Le fond de pertinence insoupçonnable du « connais-toi toi-même » de Socrate, c’est qu’il décrit à la perfection le fonctionnement de toute intelligence cellulaire du vivant. C’est comme ça que la vie dure. Nous vivons en perpétuel danger de non reconnaissance parce que nous sommes comme la boîte mail d’un ordinateur bombardé de messages et de documents mais, si nous « tenons », c’est parce que nous disposons de logiciels performants capables d’en déchiffrer les codes. Nous sommes informés numériquement dans les deux sens du terme, c’est-à-dire que nous sommes renseignés selon une modalité numérique mais nous sommes aussi organiquement constitués dans du numérique c’est-à-dire dans un « tissu » d’échanges d’informations codés. Le tissu se déchire quand nous ne sommes plus aptes à nous connaître nous-mêmes, c’est-à-dire à reconnaître les séquences avec lesquelles nous pouvons constituer de bons agencements. On ne se connaît soi-même que par l’aptitude à constituer du « notre », et constituer sans cesse de nouvelles combinaisons de « notre », c’est vivre. Avoir un corps revient à être constamment traversé d’une multiplicité de flux d’informations génétiques, lesquels sont autant d’occasions de malentendus, de mésententes entre les données et les logiciels adaptés à la lecture de leur code, le bon fonctionnement de notre métabolisme réside dans notre aptitude numérique au déchiffrement et à la recomposition des séquences codées de nouvelles données informatives.

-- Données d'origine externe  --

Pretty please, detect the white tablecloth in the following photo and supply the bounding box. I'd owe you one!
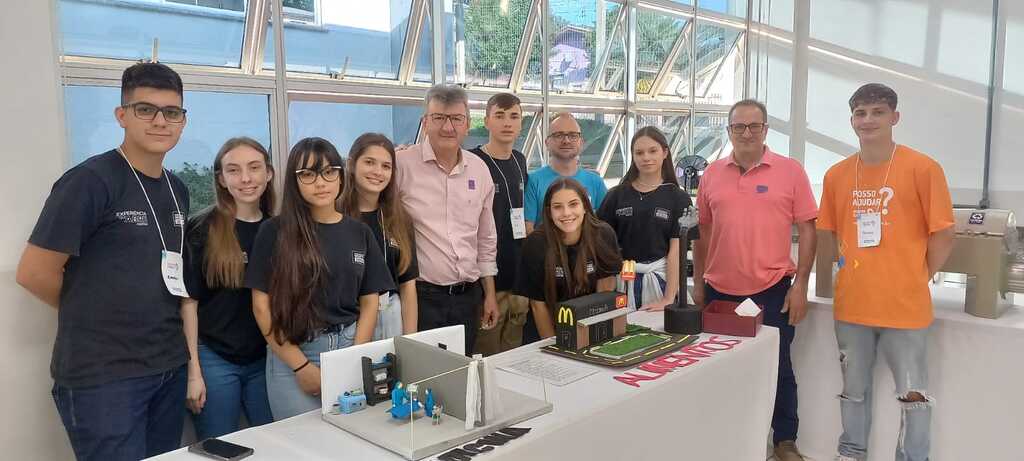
[151,312,778,461]
[793,282,1024,461]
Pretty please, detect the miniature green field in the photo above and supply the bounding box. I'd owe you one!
[590,332,671,359]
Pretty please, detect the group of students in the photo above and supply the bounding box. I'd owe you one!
[17,62,951,461]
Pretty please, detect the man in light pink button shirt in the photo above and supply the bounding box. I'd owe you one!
[693,99,818,461]
[395,85,499,355]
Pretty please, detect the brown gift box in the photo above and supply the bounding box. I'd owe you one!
[702,300,765,337]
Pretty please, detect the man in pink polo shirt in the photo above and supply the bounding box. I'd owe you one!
[693,99,818,461]
[394,85,499,355]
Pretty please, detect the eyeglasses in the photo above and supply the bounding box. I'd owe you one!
[295,165,341,184]
[427,114,466,128]
[729,123,768,134]
[122,102,188,123]
[548,131,583,141]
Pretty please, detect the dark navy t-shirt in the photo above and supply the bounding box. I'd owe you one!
[245,216,395,326]
[29,151,188,386]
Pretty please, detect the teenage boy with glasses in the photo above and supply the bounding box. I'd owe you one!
[17,64,188,461]
[524,112,608,233]
[693,99,818,461]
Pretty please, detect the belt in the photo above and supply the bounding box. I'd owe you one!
[416,280,477,296]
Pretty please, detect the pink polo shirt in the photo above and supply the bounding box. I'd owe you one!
[697,146,818,296]
[394,140,498,285]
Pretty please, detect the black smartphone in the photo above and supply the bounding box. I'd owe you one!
[188,438,253,461]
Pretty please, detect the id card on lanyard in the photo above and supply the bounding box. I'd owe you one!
[118,148,188,298]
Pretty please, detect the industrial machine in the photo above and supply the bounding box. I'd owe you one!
[815,208,1024,319]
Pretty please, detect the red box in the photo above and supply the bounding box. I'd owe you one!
[701,300,765,337]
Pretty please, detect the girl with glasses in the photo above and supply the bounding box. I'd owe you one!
[180,137,275,438]
[245,137,394,420]
[338,133,420,340]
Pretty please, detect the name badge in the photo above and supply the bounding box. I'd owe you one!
[509,207,526,240]
[160,250,188,298]
[857,212,882,248]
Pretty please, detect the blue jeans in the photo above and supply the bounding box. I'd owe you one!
[705,277,800,445]
[266,323,356,421]
[193,344,273,439]
[51,366,188,461]
[836,321,932,461]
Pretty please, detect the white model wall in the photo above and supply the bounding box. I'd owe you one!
[0,1,73,460]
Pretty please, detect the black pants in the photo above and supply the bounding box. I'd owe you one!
[705,277,800,444]
[416,281,483,357]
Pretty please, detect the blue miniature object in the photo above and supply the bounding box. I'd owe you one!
[338,389,367,414]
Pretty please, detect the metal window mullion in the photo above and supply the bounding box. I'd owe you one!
[585,5,630,94]
[240,0,269,75]
[398,0,428,85]
[430,0,444,85]
[648,18,694,97]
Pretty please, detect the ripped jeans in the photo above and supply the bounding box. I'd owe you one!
[836,321,933,461]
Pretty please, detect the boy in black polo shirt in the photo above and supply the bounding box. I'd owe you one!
[470,93,529,355]
[17,62,188,461]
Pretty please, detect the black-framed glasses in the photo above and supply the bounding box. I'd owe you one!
[427,114,466,128]
[729,123,768,134]
[295,165,341,184]
[122,102,188,123]
[548,131,583,141]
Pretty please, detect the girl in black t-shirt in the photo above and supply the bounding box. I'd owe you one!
[338,133,420,340]
[515,177,623,344]
[245,137,394,420]
[597,126,695,310]
[181,137,274,438]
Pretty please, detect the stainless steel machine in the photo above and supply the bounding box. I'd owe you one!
[815,208,1024,319]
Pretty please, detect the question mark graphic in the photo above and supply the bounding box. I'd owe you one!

On ne peut pas s’empêcher d’être troublé à l’idée que ce que nous considérons aujourd’hui comme le secteur en pointe de nos connaissances, celui dans lequel nous voyons se constituer une nouvelle définition de la culture ne fait après tout que suivre le cours de la plus vieille et, en même temps de la toujours actuelle histoire du monde : celle du vivant, comme si le numérique  marquait, par le biais d’un processus interne de réalisation, la prise de conscience humaine d’une efficience biologique originelle, instante et universelle.

Conclusion

Le « connais-toi toi-même » ne s’est donc jamais mieux porté qu’à l’ère du  numérique parce que c’est grâce à elle que l’homme explore aujourd’hui avec un degré de justesse, de précision, et de lucidité inégalé le travail infini et constant de composition avec l’autre dans lequel seulement il consiste. Il faut croire au démon de Socrate, c’est-à-dire croire au génie improvisé de se composer soi-même tel que nous ne nous sommes jamais connus parce que c’est là que nous nous tenons au plus prés de ce que nous sommes vraiment : des inventeurs de codes, c’est-à-dire des émetteurs de signes de vie.